Baillie’s journey back from there has been a long and arduous one. There have been regular sessions with physios and specialists and just as it looked like he was recovering in time for pre-season, a separate problem emerged.
“I had another setback in May then when my ankle came out of place. I was just getting back to the running stage when it was discovered that, because of the injury, a bone had calcified in my ankle so that needed another operation. I got that taken care of privately because I just wanted to get back as soon as possible”
Unfortunately, though, that meant another few months out: “the most frustrating part was not being able to take part in pre-season,” Baille said.
“I was in and out of training because of the ankle and leg. When you come back for a new season you’re always buzzing and with all the new players I wanted to get in and integrate with my new teammates and coaches so it was frustrating that I couldn’t take full part.”
Key in his long battle back was the support of manager Mark Bradshaw, whose trust in Baillie was evident in the fact that he ensured the full back was given another deal for the new season. Despite other offers on the table, it was important for Baillie to repay that faith.
“I get on well with Mark as a coach and he was really good with me at the time of the injury and all the way through. He just told me to get back fit and that I was still going to be in his plans.
“There were some other options, but the loyalty Mark showed me was something I wanted to repay and I gave him my word that as long as he wanted me I would be coming back. I’ve been really happy at Curzon and after the injury I wanted to come back and prove a point.”
Before making his return to Curzon’s first team this month, Baillie had two profitable fitness building loan spells with Abbey Hey and Mossley – where he also found himself amongst the goals.
“Even though it was at a lower standard, it was a nice moment to get back out there playing. It was a bit of a relief because I’d been back running on it for a few weeks, but I wasn’t sure I was ready for a proper game. When the Abbey Hey loan came up, I just thought ‘why not’ and it ended up going well.
“I scored twice in four games at Abbey Hey and then scored on my debut at Mossley too. I was playing in a more attacking role there and getting forward has always been my forte. Playing in midfield out on loan was good but I’m more than happy playing at full back or wherever the gaffer wants me.”
Despite starting the Nash’s last two games, Baillie admits the road to recovery is not yet over and and he still attends regular physio sessions: “it’s still sore at times and it’s definitely not perfect,” he said.
“The physios at Curzon have been really good and I’ve been seeing another physio who worked with the first team at Liverpool who has been a big help. It’s something that takes a long time to fully recover from, but only playing games on Saturday’s is helping. That gives me a full week then to get ready for the next one.
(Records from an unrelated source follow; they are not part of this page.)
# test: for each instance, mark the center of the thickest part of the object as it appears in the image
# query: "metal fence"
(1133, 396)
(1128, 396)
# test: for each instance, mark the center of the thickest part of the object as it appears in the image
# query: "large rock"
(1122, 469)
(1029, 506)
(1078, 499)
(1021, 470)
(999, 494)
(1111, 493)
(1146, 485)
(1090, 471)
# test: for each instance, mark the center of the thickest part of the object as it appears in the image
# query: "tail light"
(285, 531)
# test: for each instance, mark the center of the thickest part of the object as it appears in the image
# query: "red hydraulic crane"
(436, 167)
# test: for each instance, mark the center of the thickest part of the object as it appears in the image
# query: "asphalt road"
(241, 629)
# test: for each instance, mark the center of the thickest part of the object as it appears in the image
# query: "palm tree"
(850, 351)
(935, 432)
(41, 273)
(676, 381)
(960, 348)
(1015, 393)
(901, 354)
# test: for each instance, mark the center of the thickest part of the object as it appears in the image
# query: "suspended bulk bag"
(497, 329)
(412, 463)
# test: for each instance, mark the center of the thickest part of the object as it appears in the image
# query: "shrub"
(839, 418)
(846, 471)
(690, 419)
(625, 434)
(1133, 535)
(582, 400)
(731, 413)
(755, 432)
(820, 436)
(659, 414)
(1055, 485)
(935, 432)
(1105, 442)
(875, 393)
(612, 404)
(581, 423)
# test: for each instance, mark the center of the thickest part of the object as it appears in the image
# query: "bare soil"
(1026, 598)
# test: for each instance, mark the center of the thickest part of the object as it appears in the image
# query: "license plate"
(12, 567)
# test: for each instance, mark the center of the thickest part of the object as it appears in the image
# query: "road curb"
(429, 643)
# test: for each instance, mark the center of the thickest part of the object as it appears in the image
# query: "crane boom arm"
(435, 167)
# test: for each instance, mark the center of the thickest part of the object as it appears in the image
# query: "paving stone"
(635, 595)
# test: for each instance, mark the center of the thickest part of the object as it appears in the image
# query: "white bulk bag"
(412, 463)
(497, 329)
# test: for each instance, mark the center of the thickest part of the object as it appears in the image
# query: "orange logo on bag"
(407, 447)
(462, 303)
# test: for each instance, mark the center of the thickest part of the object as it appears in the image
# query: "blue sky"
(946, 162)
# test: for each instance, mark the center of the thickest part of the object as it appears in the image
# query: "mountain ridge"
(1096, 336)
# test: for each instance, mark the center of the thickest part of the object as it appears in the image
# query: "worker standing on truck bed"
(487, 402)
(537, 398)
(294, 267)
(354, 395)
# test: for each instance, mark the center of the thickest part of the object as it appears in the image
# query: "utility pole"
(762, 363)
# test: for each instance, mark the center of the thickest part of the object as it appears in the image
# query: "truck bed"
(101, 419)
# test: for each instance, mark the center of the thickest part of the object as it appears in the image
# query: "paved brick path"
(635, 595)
The more games and more confidence I get back hopefully it’ll start feeling better because there is part of it that’s in your head as well.”
Baillie is now one of the longest serving and more experienced players in the squad – despite having only signed from Crewe Alexandra in 2016. He is the only player that started the FA Cup 2nd round tie against Wimbledon in 2016 to still be at the club and he is hoping to make that experience count as the season goes on.
“We’ve got a pretty young squad and it can be quiet in the dressing room so I want to take it on myself to be more of a leader and get the team going. Hopefully I can act by example on the pitch as well.
“Personally, though, I just want to get back fully fit and playing regularly again.”